STARR, Amory. " Naming the Enemy: The Emergence of An International Anti-Corporate Social Movement "

Society. Alternative Globalization Movementseconomy: globalisationeconomy: multinational corporations* bibliographiecontestation

PH. D., University of California, Santa Barbara. Chair: DICK FLACKS
DAI, 59, no. 10A, (1998): 3982

“This dissertation is the first systematic analysis of emerging social movements against corporations and economic globalization.

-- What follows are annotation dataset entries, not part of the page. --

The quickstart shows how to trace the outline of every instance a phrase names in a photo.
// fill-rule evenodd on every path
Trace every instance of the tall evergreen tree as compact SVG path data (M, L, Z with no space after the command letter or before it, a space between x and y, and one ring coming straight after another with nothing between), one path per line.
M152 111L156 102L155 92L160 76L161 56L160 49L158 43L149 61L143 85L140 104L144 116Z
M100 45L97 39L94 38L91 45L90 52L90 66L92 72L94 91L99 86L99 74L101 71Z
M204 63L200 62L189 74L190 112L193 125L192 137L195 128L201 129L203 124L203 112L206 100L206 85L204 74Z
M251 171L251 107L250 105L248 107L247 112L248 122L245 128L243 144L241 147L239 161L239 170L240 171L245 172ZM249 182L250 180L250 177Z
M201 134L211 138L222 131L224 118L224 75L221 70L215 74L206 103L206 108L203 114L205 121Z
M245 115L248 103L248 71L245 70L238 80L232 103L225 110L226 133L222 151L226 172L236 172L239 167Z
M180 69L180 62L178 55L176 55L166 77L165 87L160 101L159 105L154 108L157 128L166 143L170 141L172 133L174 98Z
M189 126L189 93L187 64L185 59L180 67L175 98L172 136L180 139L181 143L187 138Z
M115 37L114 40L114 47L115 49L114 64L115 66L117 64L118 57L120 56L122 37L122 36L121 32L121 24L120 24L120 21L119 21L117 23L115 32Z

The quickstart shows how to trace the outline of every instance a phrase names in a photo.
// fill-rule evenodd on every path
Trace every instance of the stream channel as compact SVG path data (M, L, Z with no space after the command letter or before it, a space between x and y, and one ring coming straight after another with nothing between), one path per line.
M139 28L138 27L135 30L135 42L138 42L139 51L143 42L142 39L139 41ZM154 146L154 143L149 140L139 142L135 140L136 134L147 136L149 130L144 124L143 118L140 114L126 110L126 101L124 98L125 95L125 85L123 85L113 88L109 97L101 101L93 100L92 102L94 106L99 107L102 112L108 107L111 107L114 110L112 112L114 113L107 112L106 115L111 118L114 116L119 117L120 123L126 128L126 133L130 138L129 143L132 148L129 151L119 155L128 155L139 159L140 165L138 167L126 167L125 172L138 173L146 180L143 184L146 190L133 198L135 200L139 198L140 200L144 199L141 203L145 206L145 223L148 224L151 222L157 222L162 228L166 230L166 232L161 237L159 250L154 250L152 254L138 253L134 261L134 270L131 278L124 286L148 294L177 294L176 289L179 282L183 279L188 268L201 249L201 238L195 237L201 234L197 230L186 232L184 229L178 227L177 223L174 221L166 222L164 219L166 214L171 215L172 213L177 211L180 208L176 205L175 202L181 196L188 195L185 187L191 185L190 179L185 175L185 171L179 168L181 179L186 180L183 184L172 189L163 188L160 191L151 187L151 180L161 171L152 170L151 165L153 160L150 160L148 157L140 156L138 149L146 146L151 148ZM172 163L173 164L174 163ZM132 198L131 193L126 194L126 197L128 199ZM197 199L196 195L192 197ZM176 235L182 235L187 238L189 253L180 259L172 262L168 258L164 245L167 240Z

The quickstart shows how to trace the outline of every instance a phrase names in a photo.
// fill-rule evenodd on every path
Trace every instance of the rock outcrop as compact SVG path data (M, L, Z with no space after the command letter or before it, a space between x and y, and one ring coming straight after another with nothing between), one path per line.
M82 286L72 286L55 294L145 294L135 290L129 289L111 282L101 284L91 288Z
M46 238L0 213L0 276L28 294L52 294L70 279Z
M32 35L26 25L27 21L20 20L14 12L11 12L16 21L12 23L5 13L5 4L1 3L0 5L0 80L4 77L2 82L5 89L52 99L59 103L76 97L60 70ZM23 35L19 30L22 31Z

These movements take three archetypal modes:
 Contestation/reform movements use existing democratic institutions and direct action to constrain corporate power. (These include the Corporate Welfare and Campaign Finance Reform movements, Peace and Human Rights movements, Explicit Anti-Corporate Movements, Anti-Profit movements, and Cyberpunk.)
 Movements that attempt "globalization from below" work to build new international democratic structures that will be populist, highly participatory, and just. (These include Environmental Justice, New Labor Movements, Socialism, Anti-Free Trade Agreement movements, and Zapatismo.)
 Relocalization/delinking movements cut themselves off from the global economy, rebuild small-scale economic institutions, and celebrate the pleasures of the limitations of locality. (These include Anarchism, Sustainable Development, Small Business Movements, Sovereignty Movements, And Religious Nationalisms.)

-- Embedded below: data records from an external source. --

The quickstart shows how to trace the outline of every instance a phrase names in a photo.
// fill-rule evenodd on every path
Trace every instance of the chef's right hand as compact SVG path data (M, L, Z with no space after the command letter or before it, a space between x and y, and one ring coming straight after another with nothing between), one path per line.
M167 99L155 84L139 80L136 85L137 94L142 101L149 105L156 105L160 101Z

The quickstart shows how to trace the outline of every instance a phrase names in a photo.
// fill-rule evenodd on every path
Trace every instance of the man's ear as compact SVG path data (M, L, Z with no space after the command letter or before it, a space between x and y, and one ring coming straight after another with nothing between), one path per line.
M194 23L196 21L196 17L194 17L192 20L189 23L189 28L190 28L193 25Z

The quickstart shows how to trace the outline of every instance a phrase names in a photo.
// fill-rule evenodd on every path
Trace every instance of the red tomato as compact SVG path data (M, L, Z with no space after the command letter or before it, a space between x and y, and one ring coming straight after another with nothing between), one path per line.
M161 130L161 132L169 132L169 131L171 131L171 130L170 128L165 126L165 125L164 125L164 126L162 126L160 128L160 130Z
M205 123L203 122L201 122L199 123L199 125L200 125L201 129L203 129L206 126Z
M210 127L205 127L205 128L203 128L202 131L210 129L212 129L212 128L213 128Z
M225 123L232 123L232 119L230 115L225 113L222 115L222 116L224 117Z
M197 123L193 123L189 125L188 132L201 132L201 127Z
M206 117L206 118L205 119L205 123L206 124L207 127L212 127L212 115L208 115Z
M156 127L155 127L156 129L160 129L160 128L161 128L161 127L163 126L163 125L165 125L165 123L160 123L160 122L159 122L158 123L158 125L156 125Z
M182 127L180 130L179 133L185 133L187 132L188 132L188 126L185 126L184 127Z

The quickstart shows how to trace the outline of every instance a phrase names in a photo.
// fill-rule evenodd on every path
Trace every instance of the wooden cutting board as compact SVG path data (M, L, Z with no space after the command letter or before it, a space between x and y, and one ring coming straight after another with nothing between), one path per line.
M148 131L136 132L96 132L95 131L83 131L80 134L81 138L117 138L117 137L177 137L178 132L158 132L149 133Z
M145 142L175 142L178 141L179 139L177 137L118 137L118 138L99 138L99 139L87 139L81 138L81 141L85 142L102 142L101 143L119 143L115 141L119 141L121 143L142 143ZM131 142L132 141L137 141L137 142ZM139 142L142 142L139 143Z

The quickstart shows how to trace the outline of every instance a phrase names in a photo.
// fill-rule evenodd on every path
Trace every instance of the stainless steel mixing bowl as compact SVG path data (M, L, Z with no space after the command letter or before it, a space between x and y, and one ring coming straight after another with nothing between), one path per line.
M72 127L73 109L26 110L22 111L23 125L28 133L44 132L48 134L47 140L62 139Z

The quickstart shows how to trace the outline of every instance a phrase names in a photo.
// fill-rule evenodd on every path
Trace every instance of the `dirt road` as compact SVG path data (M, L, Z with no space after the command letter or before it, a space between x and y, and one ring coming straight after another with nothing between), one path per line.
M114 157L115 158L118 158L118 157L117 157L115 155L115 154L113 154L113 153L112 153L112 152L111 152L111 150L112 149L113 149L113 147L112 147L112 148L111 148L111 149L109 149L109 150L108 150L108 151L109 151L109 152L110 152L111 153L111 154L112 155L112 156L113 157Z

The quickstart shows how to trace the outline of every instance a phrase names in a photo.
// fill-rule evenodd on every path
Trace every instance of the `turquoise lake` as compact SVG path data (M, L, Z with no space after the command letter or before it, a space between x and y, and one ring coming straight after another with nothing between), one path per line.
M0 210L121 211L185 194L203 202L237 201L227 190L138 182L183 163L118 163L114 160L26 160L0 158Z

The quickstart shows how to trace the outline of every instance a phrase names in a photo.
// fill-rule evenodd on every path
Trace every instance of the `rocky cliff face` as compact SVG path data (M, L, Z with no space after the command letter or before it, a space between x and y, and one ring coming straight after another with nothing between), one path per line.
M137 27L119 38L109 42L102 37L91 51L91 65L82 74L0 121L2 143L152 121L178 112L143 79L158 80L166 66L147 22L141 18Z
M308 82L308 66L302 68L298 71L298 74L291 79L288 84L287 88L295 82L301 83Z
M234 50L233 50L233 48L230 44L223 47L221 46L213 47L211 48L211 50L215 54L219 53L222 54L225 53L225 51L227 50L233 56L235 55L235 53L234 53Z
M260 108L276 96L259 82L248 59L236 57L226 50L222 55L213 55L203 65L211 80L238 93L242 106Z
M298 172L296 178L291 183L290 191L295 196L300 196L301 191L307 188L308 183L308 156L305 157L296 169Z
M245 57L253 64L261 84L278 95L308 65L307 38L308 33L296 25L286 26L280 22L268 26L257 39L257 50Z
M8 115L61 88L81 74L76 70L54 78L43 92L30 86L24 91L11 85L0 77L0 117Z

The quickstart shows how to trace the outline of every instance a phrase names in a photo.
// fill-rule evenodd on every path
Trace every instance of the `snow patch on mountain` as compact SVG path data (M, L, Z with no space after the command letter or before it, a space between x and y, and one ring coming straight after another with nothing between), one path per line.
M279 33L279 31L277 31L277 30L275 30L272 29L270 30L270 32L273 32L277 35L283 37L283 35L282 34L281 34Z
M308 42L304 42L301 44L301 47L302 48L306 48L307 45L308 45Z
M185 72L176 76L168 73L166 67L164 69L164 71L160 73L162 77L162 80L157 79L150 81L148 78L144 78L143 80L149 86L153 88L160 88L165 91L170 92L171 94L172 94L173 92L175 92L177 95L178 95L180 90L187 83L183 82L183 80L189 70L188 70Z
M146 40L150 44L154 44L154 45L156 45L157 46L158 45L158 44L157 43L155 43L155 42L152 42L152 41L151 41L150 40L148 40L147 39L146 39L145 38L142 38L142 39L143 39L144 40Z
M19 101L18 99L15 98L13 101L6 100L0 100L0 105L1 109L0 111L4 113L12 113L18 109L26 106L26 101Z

The conclusions of the work include the importance of using a colonial analysis to understand the operations of the global economy, not only on third world nations, but on first world and sub-national areas. It finds that a diversity of non-socialist movements are serious about political economic analysis focused on critiques of growth, dependency, colonialism, and consumption.
The study also draws attention to issues of scale and community both for political economy and democratic theory. At the same time, even the tremendous impacts of the destruction of national sovereignty, we may need to reconsider the liberatory possibilities within the delegitimized concept of nation. For social movements theory, the work finds that the movements are not organized as identity movements and do not use postmodern techniques of struggle. Promising new alliances have been forged and surprising new ones are suggested. Each of the movements studied makes important contributions to the project of delegitimizing corporate projects and to reimagining economies".